Don't Leave me ・12
「あ、あっ……! ジラルド、さんっ、や、やめてぇ……!」
快感にびくびくと抱えられた足先が引きつる。
乳首に感じたよりもはるかに強い性感にアシェンは恐怖すら覚えた。
当然恥ずかしさも比べ物にならない。
「やんっ……、やぁ、そこだめッ、そんな……、あ…!」
見下ろせば、ぎりぎり上着の裾に隠れる位置でジラルドの指が自分のものを握っている。
ねちゃねちゃという卑猥な音がひっきりなしに聞こえていた。
服の下では先走りがあふれ出て、彼の指を汚してしまっているだろう。
「だめッ、服、指……ぃ、よごれ、ちゃっ……」
手を伸ばし、ジラルドの愛撫を止めようとしたが、くすりと笑った彼に呆気なく阻まれた。
「構わないからいい子にしていろ。大丈夫だ、誰にも言わない」
アシェンがこんな風に、彼に触れられよがっていることは誰にも。
あやすように言われた台詞が羞恥を煽る。
その上ジラルドの指は単調に上下に擦るだけではなくなって来ていた。
「あっ、あっ」
親指の腹で、先のくぼみを丁寧になぞられる。
体液を搾り出すように、根元の辺りから何度も握り込まれた。
そうかと思えば急に乱暴に、摩擦で焼けそうなぐらいに扱き上げられる。
緩急を付け、次第に激しくなっていく指の動きに、アシェンは簡単に追い上げられていった。
「僕、……僕っ、だめ、で、ちゃ、うっ……!」
びくっと一際大きく震え、アシェンは涙混じりにそう叫んだ。
「…………っは……」
びくびくと胸や肩が震える。
下腹に広がる、濡れた感触がいたたまれない。
おまけにジラルドは、散々アシェンをなぶった指先をすっと彼の目の前に掲げた。
「ぁ…」
声が詰まる。
ジラルドの長い指に、半透明の液体が糸を引いて絡まっていた。
「……たくさん出たな」
指先をこすり合わせ、ねっとりとしたそれを楽しむように見せ付けてジラルドはささやく。
「ぼ、僕っ……」
真っ赤になって身を縮こまらせるアシェンに、彼はなおも意地悪く笑った。
「そんなに気持ちが良かったか? 可愛い声を出して……」
艶っぽい低い声は、今までアシェンが聞いたことのないもの。
耳元に吹きかけられる吐息といっしょになって、奇妙に胸をかき乱す。
守ってくれた優しい人。
そのはずの彼が、このような状況の中で思わぬ意地の悪さを見せてくる。
ひどく悲しくて、悔しさすら覚えて、アシェンは思わず言った。
「……ジラルドさん、ひどい……っ!」
あんまりな彼のやり様に、涙を浮かべて抗議する。
濡れてきらきらと光る青い目が、責めるように背後の男を見上げた。
「から、からかわないでよっ……、僕、僕っ、……こっ、怖かったんだ、からっ……!」
殺される、食べられると怯えて泣き叫んだ。
最後まで自分が何をされているか分からず、終わった後は衝撃と喪失感だけが残った。
何度ジラルドの名を呼んだか分からない。
彼さえ来てくれればとあんなに願ったのに、その彼がこんな風な態度を取るなんて。
勝手な期待だったかもしれないが、どこか寂しげで優しいジラルドのことが大好きだったのに。

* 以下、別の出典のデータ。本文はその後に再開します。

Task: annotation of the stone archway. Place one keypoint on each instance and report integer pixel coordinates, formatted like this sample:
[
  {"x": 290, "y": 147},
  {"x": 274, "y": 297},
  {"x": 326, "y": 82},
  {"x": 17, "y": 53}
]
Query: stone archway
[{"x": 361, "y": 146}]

今にも泣き出しそうな顔をしたアシェンを、ジラルドはかすかに瞳を細めて見下ろしている。
端正な顔立ちを切なげに歪め、彼はぽつりとこう言った。
「本当にひどいのは、誰だろうな」
思わぬ言葉に戸惑い、アシェンはジラルドを見つめた。
曇りのない青い瞳をじっと見つめたジラルドは、なぜか諦めのこもった微笑を浮かべる。
「何でもない。……悪かった、もうこんな意地悪はしない」
彼はそっとアシェンの髪に口付けを落とした。
「意地悪はしないから……続きをしてもいいか?」
濡れた指先がまた上着の下に潜る。
あぐらをかいた膝の上、緩く開かれた状態のアシェンの足の間にその手が入って来た。
「あっ……」
ぴくっと震えたアシェンの、射精直後の萎えた性器の下に指先は進む。
さっき媚薬をかき出されたそこを、ジラルドの指が軽く押した。